In an effort to maximize postoperative somatosensory function, the reduction clitoroplasty was modified in consideration of the dorsal nerves of the clitoris. The anatomic location of these important nerves has only recently been delineated in great anatomical detail. Briefly, the dorsal nerves course dorsally along the clitoral erectile bodies; they are most prominent at the 11 and 1 o’clock positions and send branches around the tunica until the 5 and 7 o’clock positions, between which nerves are absent.

The dorsal nerves serve several vital functions. They are the primary provider of somatosensory innervation to the clitoral body and glans. Dorsal nerve stimulation causes the cavernous nerve to initiate and maintain engorgement. Finally, the dorsal nerves carry nNOS-positive fibers, which may be efferents for clitoral engorgement. Both the somatosensory and erectile capacities are essential for normal female sexual function.

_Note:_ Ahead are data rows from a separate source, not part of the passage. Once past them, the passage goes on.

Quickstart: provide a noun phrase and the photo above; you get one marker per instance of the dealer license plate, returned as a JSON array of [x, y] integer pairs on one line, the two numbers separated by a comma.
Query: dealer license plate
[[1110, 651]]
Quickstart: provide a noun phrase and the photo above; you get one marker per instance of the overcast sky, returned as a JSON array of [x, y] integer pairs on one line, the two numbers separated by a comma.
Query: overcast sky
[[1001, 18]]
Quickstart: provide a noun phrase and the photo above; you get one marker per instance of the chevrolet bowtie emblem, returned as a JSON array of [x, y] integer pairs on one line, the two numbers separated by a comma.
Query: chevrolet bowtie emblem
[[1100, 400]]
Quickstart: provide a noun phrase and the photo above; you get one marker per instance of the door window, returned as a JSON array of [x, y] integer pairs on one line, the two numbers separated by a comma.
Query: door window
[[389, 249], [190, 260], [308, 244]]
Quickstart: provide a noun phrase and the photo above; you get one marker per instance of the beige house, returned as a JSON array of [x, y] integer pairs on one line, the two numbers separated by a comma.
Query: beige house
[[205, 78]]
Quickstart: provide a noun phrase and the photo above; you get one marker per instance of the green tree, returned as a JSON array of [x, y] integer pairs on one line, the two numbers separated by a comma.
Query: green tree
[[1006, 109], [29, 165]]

Beginning in 1996, our team has focused on providing the most specific surgical approach for performing reduction clitoroplasty. We have assessed the outcome of a modified ventral approach reduction clitoroplasty by analyzing hypertrophic erectile tissue obtained from patients undergoing this procedure. The erectile tissue has been examined for the presence and size of nerves from patients undergoing this procedure. Specific attention was paid to the circumferential nervous tissue, reflecting the course of the dorsal nerves. We have determined that no large nerve fibers remain with the excised erectile tissue indicating that they are left intact within the patient. Additional studies by our group have also confirmed that clitoral viability with respect to tissue perfusion and lack of ischemia is excellent. Furthermore, in a limited number of patients, clitoral sensation was evaluated and was determined to be intact to both touch and vibration.

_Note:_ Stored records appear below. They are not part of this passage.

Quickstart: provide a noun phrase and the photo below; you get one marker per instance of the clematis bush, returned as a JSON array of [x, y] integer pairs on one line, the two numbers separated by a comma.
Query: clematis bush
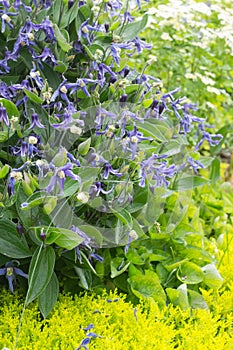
[[96, 159]]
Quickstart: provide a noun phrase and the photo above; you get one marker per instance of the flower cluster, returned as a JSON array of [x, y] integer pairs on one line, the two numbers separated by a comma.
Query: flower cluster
[[89, 139]]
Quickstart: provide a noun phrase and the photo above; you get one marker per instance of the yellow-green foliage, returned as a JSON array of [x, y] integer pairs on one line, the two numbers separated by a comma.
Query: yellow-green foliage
[[119, 324]]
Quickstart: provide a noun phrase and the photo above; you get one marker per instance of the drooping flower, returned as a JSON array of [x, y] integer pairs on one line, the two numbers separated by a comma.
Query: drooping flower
[[3, 116], [60, 175], [10, 272], [35, 122]]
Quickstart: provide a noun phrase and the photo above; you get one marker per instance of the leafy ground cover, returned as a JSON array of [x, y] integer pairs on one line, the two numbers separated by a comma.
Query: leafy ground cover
[[107, 175]]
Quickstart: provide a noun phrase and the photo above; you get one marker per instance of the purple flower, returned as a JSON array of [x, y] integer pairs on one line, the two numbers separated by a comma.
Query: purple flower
[[6, 19], [35, 75], [35, 122], [11, 187], [195, 164], [116, 49], [27, 148], [102, 69], [157, 171], [19, 3], [10, 273], [109, 170], [47, 27], [3, 116], [45, 55], [61, 91], [96, 189], [85, 29], [60, 175], [140, 45]]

Dorsal nerve preservation via a modified ventral approach reduction clitoroplasty may maximally preserve sexual function. Postoperative histologic and clinical data provide evidence that this modified ventral approach conserves dorsal nerve fibers and functions within these patients. The ventral approach reduction clitoroplasty described in this report leaves the dorsal neurovascular bundles of the corporeal bodies and the glans clitoridis intact. This is a safe and reliable approach for patients and families who are considering clitoral surgery. Sexual and social function of our patient cohort is difficult to assess until all patients reach sexual maturity. Continued, long-term follow-up is ongoing to document sexual function using this approach for patients following clitoroplasty.